Just don’t expect Purdue to feel bad about it.

Boilermakers big man Zach Edey went for a career high 40 points Sunday to muscle Purdue within two wins of the title for the first time since 1980 with a 72-66 victory over Dalton Knecht and his never-say-quit Tennessee teammates.

The 7-foot-4 Edey, a unanimous AP All-American, didn’t even need a ladder to cut down the net after edging out Knecht, another All-American, who finished with 37 points.

The game’s top two players, and their teams, went back and forth all day. How close was it?

There were six ties and eight lead changes. With 5 minutes left and the score knotted at 58, both players had scored 31 points on 12 field goals. According to OptaSTATS, this was the first time opposing players scored more than half their squads’ points in an NCAA Tournament game.

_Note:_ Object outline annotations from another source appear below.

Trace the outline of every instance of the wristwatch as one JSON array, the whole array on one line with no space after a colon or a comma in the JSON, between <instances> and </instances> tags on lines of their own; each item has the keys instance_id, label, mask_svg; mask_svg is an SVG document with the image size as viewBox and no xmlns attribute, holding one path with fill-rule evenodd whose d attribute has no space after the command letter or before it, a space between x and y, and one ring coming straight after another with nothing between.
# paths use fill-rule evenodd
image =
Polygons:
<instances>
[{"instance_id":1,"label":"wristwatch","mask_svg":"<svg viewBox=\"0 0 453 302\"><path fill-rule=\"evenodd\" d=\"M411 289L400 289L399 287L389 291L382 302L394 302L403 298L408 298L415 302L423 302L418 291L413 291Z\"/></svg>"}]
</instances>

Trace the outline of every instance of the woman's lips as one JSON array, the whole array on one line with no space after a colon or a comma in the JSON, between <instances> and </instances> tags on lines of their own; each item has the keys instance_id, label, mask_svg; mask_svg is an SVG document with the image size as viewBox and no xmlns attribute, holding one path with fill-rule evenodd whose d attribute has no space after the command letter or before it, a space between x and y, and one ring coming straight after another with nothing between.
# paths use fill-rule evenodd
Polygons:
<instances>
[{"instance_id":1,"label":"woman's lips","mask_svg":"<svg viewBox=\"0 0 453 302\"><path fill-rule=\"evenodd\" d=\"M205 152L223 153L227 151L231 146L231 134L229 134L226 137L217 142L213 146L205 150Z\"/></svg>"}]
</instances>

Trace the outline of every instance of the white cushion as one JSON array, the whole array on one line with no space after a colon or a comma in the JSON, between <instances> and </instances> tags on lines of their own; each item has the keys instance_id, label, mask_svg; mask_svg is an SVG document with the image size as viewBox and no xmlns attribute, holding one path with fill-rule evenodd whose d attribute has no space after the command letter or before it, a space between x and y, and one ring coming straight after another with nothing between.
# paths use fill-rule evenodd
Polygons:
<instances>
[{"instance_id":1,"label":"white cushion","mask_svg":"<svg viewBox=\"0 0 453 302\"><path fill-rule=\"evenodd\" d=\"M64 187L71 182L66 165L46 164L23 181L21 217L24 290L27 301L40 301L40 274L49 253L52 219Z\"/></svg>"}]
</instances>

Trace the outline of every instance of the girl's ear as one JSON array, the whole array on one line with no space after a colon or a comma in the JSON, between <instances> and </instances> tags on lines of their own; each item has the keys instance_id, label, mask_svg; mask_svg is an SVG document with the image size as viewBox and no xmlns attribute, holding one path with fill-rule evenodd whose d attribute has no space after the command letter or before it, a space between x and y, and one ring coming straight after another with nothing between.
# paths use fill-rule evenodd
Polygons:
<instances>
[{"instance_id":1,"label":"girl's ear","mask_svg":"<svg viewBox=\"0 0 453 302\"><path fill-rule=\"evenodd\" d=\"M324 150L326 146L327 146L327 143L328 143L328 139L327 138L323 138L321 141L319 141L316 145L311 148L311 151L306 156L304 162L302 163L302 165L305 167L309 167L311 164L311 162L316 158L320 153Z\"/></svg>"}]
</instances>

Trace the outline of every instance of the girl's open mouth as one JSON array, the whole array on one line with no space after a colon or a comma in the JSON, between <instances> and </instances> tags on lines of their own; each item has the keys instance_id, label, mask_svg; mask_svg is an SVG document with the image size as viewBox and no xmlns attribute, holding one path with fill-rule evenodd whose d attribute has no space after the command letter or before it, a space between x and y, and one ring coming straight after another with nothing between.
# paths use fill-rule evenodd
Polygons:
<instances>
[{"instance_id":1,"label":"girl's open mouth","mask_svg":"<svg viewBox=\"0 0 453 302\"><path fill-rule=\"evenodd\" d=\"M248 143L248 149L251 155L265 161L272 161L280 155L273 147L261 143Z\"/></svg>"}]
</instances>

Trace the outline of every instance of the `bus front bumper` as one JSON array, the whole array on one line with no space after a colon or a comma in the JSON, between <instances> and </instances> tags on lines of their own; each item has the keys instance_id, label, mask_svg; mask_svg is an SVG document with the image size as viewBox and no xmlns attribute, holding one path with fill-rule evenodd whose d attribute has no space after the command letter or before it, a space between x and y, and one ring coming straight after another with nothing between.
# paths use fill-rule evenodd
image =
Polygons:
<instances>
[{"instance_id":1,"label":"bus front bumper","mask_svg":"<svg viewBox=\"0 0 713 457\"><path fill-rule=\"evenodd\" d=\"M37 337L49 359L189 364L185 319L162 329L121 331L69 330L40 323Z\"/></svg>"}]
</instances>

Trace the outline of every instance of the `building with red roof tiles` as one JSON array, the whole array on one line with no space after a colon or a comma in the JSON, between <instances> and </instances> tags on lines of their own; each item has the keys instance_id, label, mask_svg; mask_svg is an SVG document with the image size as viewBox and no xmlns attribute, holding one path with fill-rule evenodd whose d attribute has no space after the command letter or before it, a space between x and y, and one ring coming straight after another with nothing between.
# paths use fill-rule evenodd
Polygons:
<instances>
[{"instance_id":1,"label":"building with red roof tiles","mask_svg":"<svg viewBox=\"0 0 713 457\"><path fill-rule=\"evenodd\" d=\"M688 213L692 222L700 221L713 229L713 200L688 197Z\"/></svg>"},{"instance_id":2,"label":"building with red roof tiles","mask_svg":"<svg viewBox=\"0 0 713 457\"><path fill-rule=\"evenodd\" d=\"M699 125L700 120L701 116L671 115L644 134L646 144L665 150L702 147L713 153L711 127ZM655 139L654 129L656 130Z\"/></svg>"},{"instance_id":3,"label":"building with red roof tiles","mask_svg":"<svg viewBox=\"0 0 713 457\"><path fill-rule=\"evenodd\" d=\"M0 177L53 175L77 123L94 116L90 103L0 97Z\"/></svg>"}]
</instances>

“You’re not trying to take away 100 percent, you’re trying to take away maybe 80 percent of what he’s trying to get accomplished,” Purdue coach Matt Painter said of Knecht. “But we don’t take Zach for granted. He could’ve scored 50 tonight if he’d made his free throws.”

Edey missed eight of his 22 attempts from the foul line. One of those misses sparked the play of the game. After Tennessee grabbed the rebound and worked the ball downcourt, Edey swatted away Knecht’s layup as he drove to the basket while trailing by five with 33 seconds left.